OK, we got some more information on the problem Paul Jakubik sent in.
Greg Thain was able to grab the code generated by the Symantec JIT:
<Thain>
singletons[i].reference = new Singleton();
Symantec JIT compiles this to:
0206106A mov eax,0F97E78h
0206106F call 01F6B210 ; allocate space for
; Singleton, return
result in eax
02061074 mov dword ptr [ebp],eax ; EBP is
;
&singletons[i].reference - store the unconstructed
; object here. THIS
IS A BUG (IMHO!)
02061077 mov ecx,dword ptr [eax] ; dereference the handle to
; get the raw pointer
02061079 mov dword ptr [ecx],100h ; Next 4 lines are
0206107F mov dword ptr [ecx+4],200h ; Singleton's
inlined constructor
02061086 mov dword ptr [ecx+8],400h
0206108D mov dword ptr [ecx+0Ch],0F84030h
02061094 mov eax,ebx
02061096 call 01F6B2F0 ; exit monitor
Note that the store happens before the construction. I wonder if the
constructor had a side effect (i.e. threw a null pointer exception)
if you could see a similar problem with single-threaded code?
</Thain>
I ran some checks, and the problem does not occur if the constructor could
throw an exception, perform synchronization or do anything complicated.

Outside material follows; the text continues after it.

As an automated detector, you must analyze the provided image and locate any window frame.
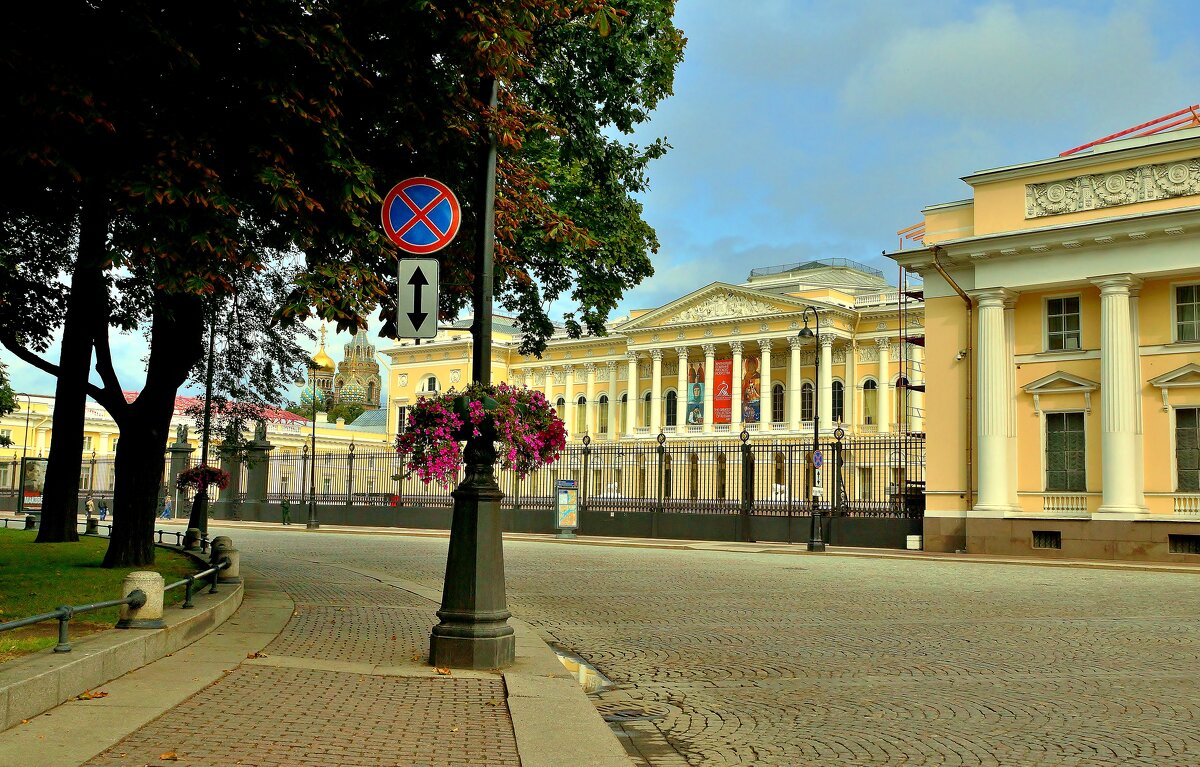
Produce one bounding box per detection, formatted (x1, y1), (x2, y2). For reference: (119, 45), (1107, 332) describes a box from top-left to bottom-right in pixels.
(1042, 293), (1084, 354)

So in that situation, the transformation being performed by the Symantec JIT is
100% legal (although unexpected).
Turns out that if you declare the fields of the Singleton as final
fields, it has absolutely
no effect -- you still see the uninitialized final fields.

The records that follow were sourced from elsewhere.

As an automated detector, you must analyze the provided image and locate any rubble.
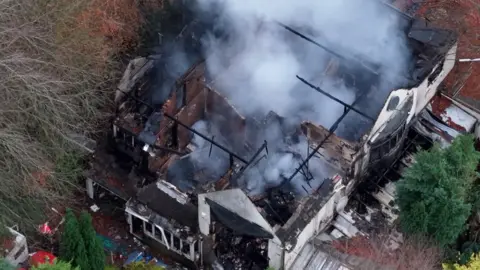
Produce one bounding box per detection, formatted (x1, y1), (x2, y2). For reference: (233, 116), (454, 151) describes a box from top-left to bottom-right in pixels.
(87, 2), (456, 269)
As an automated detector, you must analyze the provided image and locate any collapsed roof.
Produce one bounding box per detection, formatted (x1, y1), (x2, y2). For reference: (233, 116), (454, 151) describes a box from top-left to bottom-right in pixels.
(91, 1), (455, 268)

Could this open up a security hole? Could be...
I'm guessing that the reason I don't see the problem on Windows 98 is
that Windows98 doesn't
do preemptive multithreading (or at least, that is my impression).
Bill
P.S. Thanks to Paul Jakubik and Greg Thain for the info.
P.P.S. How hard is it to grab code generated by the symantec jit? I
would love to be able
to do that to check out some other aspects of this "feature".